Anika Puri’s machine-learning-driven model analyzes movement patterns of humans and elephants
An Indian American teenager has invented a low cost tool to spot elephant poachers with machine-learning-driven software that analyzes movement patterns in thermal infrared videos of humans and elephants.
Anika Puri, the 17-year-old wildlife lover, from Chappaqua, New York, thought of doing something when during a visit to India with her family four years ago, she came across a market in Bombay filled with rows of ivory jewelry and statues.
Globally, ivory trade has been illegal for more than 30 years, and elephant hunting has been prohibited in India since the 1970s.
“I was quite taken aback,” Puri told Smithsonian Magazine. “Because I always thought, ‘well, poaching is illegal, how come it really is still such a big issue?’”
Curious, Puri did some research and discovered a shocking statistic: Africa’s forest elephant population had declined by about 62 percent between 2002 and 2011. Years later, the numbers continue to drop.
Drones are currently used to detect and capture images of poachers, and they aren’t that accurate, Puri explains.
But after watching videos of elephants and humans, she saw how the two differed vastly in the way they move—their speed, their turning patterns and other motions, the magazine wrote.
“I realized that we could use this disparity between these two movement patterns in order to actually increase the detection accuracy of potential poachers,” she was quoted as saying.
Over the course of two years, Puri created ElSa (short for elephant savior), a low-cost prototype of a machine-learning-driven software that analyzes movement patterns in thermal infrared videos of humans and elephants.
Puri told the Smithsonian the software is four times more accurate than existing state-of-the-art detection methods. It also eliminates the need for expensive high-resolution thermal cameras, which can cost in the thousands, she says.

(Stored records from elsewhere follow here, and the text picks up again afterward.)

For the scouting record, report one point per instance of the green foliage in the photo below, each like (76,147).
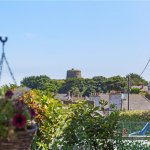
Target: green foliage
(82,87)
(135,116)
(75,124)
(42,83)
(135,91)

ElSa uses a $250 FLIR ONE Pro thermal camera with 206×156 pixel resolution that plugs into an off-the-shelf iPhone 6. The camera and iPhone are then attached to a drone, and the system produces real-time inferences as it flies over parks as to whether objects below are human or elephant.
Puri submitted her project to this year’s Regeneron International Science and Engineering Fair, the world’s largest international pre-college STEM competition.
Her eloquence in describing her research and its potential impact on society earned her the $10,000 Peggy Scripps Award for Science Communication. She also won a top award in the competition’s earth and environmental sciences category.
Puri first learned about the capabilities of artificial intelligence just after ninth grade, when she was selected to attend Stanford AI Lab’s summer program.
“Initially, my enthusiasm for artificial intelligence was based off of this limitless possibility for social good,” she told Smithsonian. But she soon discovered that because data is collected and analyzed by humans, it contains human biases, and so does AI as a result.
“It really has the capability to reinforce some of the worst aspects of our society,” she says. “What I really realized from this is how important it is that women, people of color, all sorts of minorities in the field of technology are at the forefront of this kind of groundbreaking technology.”
About a year later, Puri founded a nonprofit called mozAIrt, which inspires girls and other underrepresented groups to get involved in computer science using a combination of music, art and AI.
To create her model, Puri first found movement patterns of humans and elephants in multiple protected areas in Africa. Sifting through the data, Puri identified 516 time series extracted from videos that captured humans or elephants in motion.
Puri used a machine learning algorithm to train a model to classify a figure as either an elephant or a human based on its speed, group size, turning radius, number of turns and other patterns.
In the fall, Puri will attend the Massachusetts Institute of Technology, where she wants to study electrical engineering and computer science.
She has plans to expand her movement pattern research into other endangered animals. Next up is rhinos, she says. And she wants to begin implementing her software in national parks in Africa, including South Africa’s Kruger National Park.
Covid-19 restrictions delayed some of her plans to travel to these parks to get her project off the ground, but she hopes to explore her options after she starts college.
Because drones only have a battery life of a few hours, she is currently creating a path-planning algorithm to ensure maximum efficiency in the drone’s flight course, Puri told the Smithsonian.